# Help...dog going back to bad habits



## amy22 (May 11, 2008)

I need to tell you from the start that this is a question about my daughter's dog, Riley, and she is not a golden...shes a lab/border collie mix from PetsMart....but I hope I can get some advice anyway...since shes Misty's sister...:crossfing
Riley is 5 years old and has gone off to college with my daughter this year. She has started reverting back to bad behavior she had as a puppy:doh:..counter surfing, getting in the trash, just eating things she should not. My daughter is sooo frustrated, and she always does these things when no one is home. I know she can put her in her crate...but my daughter would like to just get her back to being a good dog... 
I know how to train a puppy so does my daughter...but my daughter cannot catch her doing these things.. as I said Riley always now gets into things when no one is home. Any ideas for the counter surfing..that now seems to be the main problem. Shes even taking non food items off the counter..
We thank you very much for ANY advice!!


----------



## Oaklys Dad (Dec 28, 2005)

I know you said your daughter doesn't want to go back to the crate but I really think this will be the best thing for Riley. It will keep him safe when noone is home to keep an eye on things. The other thing would to be sure Riley is getting enough exercise both mental and physical.


----------



## LibertyME (Jan 6, 2007)

Consider going back to the crate...

Riley cant get into naughty or dangerous trouble..
Daughter doesnt boil over....
Both of which lead to a better relationship...which leads to more fun times for training walking and belly rubs - instead of fuming and cleaning and perhaps trips to the vet...

Lexi gets into more trouble if things are crazy-busy around the house....


----------



## jnmarr (Mar 7, 2008)

I just had a conversation like this with my nephew.. In his case he was slacking on the exercise.. and time with Oscar.. New friends, weird scheduals, etc. might make him feel anxious.
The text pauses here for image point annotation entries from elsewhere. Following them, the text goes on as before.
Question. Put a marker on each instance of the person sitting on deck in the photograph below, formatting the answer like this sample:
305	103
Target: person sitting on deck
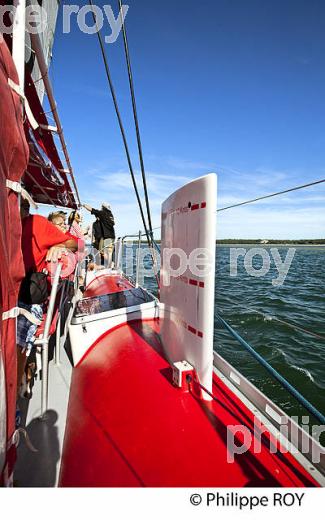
74	225
105	230
42	245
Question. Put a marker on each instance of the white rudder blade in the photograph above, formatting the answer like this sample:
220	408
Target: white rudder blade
188	245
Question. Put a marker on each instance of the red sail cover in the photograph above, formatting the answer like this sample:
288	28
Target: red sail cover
45	178
14	155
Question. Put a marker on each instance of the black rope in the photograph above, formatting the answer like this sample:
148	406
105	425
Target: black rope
271	195
135	117
111	86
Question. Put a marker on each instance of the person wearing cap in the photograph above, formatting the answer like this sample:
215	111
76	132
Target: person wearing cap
104	230
43	244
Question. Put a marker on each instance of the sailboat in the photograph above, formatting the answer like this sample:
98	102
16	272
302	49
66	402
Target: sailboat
144	400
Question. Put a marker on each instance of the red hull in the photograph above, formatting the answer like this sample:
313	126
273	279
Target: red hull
129	426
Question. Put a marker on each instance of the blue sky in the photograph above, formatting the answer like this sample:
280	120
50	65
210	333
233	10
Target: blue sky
230	86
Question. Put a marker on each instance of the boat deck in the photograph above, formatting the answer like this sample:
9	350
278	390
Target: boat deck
41	468
129	426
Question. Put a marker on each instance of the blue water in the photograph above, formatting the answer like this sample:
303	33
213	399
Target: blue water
298	356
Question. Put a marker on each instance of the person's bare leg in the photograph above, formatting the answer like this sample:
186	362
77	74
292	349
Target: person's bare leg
21	364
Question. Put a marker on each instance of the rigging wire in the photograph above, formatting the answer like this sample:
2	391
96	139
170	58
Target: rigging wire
119	118
271	195
295	188
137	129
135	116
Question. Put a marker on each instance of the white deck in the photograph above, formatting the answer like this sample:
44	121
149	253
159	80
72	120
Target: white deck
42	468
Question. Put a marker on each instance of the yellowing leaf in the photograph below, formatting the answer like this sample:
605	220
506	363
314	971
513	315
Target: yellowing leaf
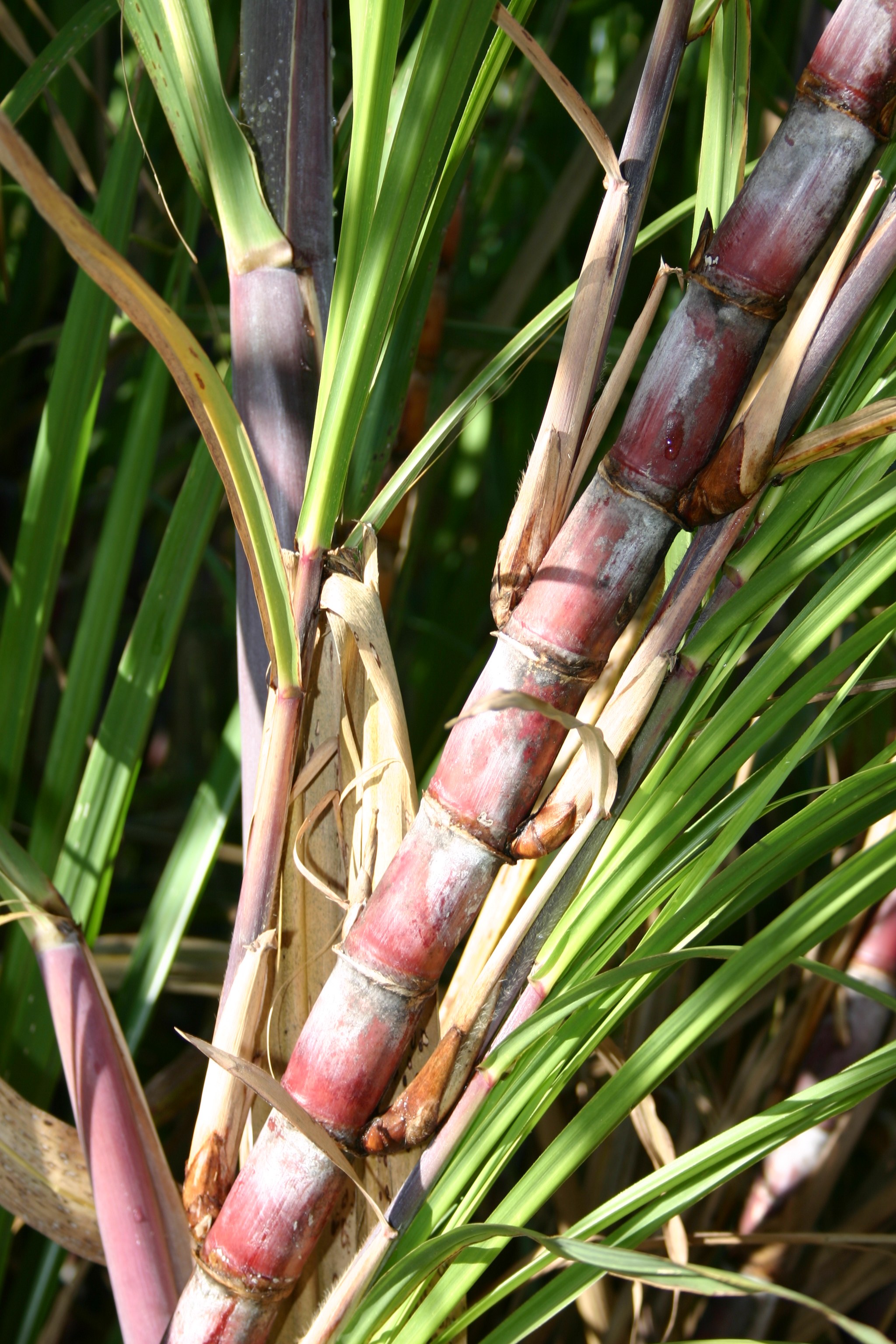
43	1176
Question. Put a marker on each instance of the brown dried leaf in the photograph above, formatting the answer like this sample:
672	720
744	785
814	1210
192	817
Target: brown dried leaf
277	1097
43	1176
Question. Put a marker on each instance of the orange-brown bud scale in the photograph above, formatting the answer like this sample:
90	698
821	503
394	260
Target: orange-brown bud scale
555	643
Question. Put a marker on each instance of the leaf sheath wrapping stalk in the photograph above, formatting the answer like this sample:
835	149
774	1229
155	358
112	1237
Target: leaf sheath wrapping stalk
540	508
553	647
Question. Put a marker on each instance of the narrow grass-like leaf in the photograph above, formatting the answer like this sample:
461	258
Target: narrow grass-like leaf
375	37
480	98
66	45
831	903
180	888
682	1184
201	388
84	872
182	60
98	621
678	1184
723	150
451	42
57	468
30	1060
448	427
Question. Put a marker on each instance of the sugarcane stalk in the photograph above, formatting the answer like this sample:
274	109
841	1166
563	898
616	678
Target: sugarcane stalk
742	464
144	1233
543	500
553	647
860	284
277	335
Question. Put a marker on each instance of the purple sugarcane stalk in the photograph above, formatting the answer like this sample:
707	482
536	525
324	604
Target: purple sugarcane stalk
553	647
277	319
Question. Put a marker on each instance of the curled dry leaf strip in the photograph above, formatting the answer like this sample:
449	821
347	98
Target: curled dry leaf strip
276	1096
746	456
564	91
225	1102
844	436
45	1178
602	764
309	772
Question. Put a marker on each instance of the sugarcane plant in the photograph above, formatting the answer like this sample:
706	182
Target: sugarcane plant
691	609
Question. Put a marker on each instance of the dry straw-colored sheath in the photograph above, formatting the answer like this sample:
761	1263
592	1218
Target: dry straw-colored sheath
553	647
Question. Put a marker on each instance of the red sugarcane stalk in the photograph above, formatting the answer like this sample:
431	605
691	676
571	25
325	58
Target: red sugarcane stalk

After some quality time, reinforcing some obedience commands, and exercise a little crate time might offer some security. Some good stuffed Kongs or sterilized bones might be a good idea, too.


----------



## mylissyk (Feb 25, 2007)

You can try booby trapping the counter top. There are scat mats you can buy, or motion sensor sprays. Or you can tie a string to a bunch of pot lids, and tie it to a something you know Riley will grab, and when she grabs and runs hopefully the pots banging will startle her enough to stop her from doing it again.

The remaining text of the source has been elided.